Pourquoi pas ! Toute ouverture sur le monde pour porter la voix de l’Algérie est bonne à saisir, toute opportunité qui permet de mettre en avant les progrès réalisés par la femme algérienne est bonne aussi à saisir et tout ce qui peut apporter une valeur ajoutée à mon pays ne peut être ignoré. L’aura de l’Algérie en Afrique tire sa profondeur des longues années de son soutien indéfectible aux mouvements de libération en Afrique. Concernant le fléau de la corruption, il n’est pas propre à l’Algérie mais aux pays du monde entier, qui ont d’ailleurs renforcé ces dernières années les enquêtes et les poursuites pénales qui s’imposent. Ceci s’illustre à travers les différentes lois qui sont en vigueur dans plusieurs pays à l’instar du FCPA/USA, Bribery Act /UK, Loi Sapin 2/ France et bien évidemment la loi 06-01 pour notre pays.

La lutte contre la corruption doit être menée avec ardeur même si la tâche est difficile et complexe, il faut aussi promouvoir davantage l’intégrité et la transparence dans le monde des affaires. Le fait que la BAD ait mis en place ce réseau dénote de l’importance de la participation de la femme africaine au développement de son continent.
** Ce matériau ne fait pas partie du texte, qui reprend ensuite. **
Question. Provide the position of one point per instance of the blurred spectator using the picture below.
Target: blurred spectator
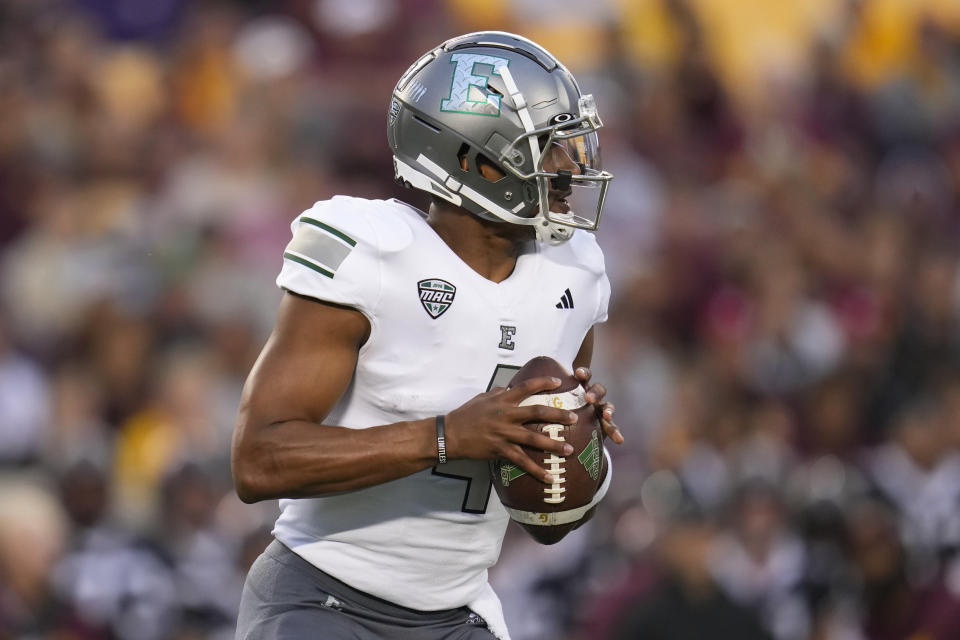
(687, 603)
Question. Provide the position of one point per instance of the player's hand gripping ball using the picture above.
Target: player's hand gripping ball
(549, 511)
La BAD et ses partenaires se sont ainsi engagés à remédier au manque de moyens et de soutien auquel doivent faire face les dirigeants en matière d’éthique.

Par ailleurs, il faut noter avec satisfaction la publication par cette institution panafricaine de développement le 3 février 2021 de la nouvelle stratégie du genre pour la période quinquennale 2021-2025. A ce titre, je tiens à préciser qu’au sein de Cital, nous tenons à agir avec intégrité et en toute conformité avec la législation en vigueur en Algérie, afin de participer à la lutte contre la corruption et plus généralement tout ce qui a trait à l’éthique et la conformité.